12. A reset control system comprising:

a CPU;

a non-volatile memory, and

a reset input control unit for supplying the reset signal to said non-volatile memory,

wherein said reset input control unit supplies the reset signal to said non-volatile memory when the busy signal outputted from said non-volatile memory is non-activated, said reset input control unit does not supply said reset signal to said non-volatile memory when the busy signal outputted from said non-volatile memory is activated.

13. The reset control system according to claim 12 further comprising:

a command control unit for supply the command signal to instruct reset to said reset input control unit.

14. The reset control system according to claim 12 further comprising:

a timer unit, responsive to said busy signal, for outputting the time-over signal for reset to said reset input control unit after the predetermined number is counted up.

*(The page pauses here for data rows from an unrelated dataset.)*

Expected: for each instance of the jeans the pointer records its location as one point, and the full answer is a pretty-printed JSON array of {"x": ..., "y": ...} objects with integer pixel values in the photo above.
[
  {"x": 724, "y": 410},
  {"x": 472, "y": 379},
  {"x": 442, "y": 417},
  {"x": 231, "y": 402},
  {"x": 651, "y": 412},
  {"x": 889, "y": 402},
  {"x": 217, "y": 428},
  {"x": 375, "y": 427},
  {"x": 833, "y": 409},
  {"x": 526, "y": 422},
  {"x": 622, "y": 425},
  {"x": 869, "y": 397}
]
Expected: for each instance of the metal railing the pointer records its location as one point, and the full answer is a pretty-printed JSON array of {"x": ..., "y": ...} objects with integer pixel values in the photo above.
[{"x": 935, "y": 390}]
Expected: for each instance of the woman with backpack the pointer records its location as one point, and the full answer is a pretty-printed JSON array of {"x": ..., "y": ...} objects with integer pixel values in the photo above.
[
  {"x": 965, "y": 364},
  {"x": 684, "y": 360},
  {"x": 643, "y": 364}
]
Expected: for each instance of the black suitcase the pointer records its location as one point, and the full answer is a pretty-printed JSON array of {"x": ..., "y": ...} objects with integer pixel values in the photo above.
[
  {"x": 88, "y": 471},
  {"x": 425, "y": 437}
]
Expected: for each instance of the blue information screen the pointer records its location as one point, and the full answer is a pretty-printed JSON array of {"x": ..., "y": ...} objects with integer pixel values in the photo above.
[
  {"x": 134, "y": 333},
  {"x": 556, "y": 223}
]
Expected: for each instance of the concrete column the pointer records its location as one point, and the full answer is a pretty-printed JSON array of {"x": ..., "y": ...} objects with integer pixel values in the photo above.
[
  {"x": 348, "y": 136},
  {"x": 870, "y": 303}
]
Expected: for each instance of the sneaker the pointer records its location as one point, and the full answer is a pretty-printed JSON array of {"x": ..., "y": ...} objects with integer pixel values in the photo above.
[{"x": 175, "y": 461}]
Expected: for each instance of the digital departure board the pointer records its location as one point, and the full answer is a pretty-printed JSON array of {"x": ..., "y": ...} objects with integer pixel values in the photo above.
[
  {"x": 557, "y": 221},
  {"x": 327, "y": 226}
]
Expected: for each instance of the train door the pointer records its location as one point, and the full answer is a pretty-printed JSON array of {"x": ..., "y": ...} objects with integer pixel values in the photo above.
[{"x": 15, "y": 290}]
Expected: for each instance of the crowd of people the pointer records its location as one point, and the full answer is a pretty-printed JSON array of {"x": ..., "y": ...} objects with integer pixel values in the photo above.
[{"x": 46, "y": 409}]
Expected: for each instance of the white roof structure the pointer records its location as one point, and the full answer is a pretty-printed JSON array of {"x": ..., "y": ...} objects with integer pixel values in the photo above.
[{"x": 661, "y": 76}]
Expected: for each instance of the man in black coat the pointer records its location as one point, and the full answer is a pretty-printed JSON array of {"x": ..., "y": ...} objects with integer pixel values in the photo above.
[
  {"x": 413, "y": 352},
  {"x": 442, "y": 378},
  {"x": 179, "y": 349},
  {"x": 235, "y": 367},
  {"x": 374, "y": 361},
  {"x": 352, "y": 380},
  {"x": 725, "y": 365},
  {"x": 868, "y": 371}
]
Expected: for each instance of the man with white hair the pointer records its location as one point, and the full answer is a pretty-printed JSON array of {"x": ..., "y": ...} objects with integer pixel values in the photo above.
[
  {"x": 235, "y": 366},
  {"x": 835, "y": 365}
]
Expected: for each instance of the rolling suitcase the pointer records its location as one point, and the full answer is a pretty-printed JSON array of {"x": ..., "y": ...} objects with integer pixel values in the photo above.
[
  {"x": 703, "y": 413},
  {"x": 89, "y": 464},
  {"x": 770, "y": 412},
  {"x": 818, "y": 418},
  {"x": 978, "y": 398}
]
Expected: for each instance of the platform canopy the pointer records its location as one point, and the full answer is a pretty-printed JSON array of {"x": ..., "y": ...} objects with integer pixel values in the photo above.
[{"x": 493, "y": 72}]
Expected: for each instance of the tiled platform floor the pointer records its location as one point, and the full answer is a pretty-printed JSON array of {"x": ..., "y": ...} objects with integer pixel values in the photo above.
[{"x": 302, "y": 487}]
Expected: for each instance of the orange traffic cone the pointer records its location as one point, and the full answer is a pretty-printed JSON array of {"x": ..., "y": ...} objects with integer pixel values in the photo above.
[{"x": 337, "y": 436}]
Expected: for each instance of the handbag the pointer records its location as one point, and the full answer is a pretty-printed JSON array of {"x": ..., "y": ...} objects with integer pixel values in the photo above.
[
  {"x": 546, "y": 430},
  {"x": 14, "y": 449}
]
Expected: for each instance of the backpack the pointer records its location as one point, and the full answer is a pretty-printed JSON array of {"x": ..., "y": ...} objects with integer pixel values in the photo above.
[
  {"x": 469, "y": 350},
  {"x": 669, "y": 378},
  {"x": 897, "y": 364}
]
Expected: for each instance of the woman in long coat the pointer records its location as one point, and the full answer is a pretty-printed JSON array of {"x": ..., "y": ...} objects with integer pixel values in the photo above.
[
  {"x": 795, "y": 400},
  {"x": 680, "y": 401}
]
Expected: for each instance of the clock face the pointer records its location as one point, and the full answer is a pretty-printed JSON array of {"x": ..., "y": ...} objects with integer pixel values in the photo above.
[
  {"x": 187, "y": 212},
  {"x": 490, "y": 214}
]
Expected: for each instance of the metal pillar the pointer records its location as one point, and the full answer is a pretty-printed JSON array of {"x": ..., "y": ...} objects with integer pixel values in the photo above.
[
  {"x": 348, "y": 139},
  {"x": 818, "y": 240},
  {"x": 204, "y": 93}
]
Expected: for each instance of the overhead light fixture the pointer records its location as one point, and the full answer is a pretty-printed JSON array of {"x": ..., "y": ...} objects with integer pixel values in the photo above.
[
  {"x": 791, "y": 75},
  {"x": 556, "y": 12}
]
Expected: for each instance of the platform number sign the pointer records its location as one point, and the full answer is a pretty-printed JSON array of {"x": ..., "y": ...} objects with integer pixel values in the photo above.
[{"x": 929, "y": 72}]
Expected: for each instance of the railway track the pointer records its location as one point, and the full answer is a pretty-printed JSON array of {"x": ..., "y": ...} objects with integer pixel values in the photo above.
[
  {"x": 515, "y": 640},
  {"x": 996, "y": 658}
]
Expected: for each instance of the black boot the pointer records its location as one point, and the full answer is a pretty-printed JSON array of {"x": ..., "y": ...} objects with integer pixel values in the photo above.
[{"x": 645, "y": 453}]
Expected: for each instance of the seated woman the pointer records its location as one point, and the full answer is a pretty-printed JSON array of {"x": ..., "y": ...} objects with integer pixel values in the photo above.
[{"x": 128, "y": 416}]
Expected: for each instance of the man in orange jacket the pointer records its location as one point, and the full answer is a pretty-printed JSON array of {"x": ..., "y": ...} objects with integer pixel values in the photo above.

15. The reset control system according to claim 12 further comprising:

an external terminal for setting the method of controlling said non-volatile memory.

16. The reset control system according to claim 12, wherein said reset control system is capable of setting a first mode and a second mode, said non-volatile memory is controlled with said CPU and when said first mode is set and, said non-volatile memory is controlled from an external circuit when said second mode is set.

17. A memory reset method for resetting a non-volatile memory comprising:

supplying a reset signal supplied from the external side of said semiconductor device to said non-volatile memory when detecting the non-activated state of the busy signal from said non-volatile memory,

not supplying said reset signal to said non-volatile memory when detecting the activated state of the busy signal from said non-volatile memory.

18. The memory reset method according to claim 11, wherein said non-volatile memory is forcibly reset on the basis of the reset instruction when the busy signal outputted from said non-volatile memory is activated.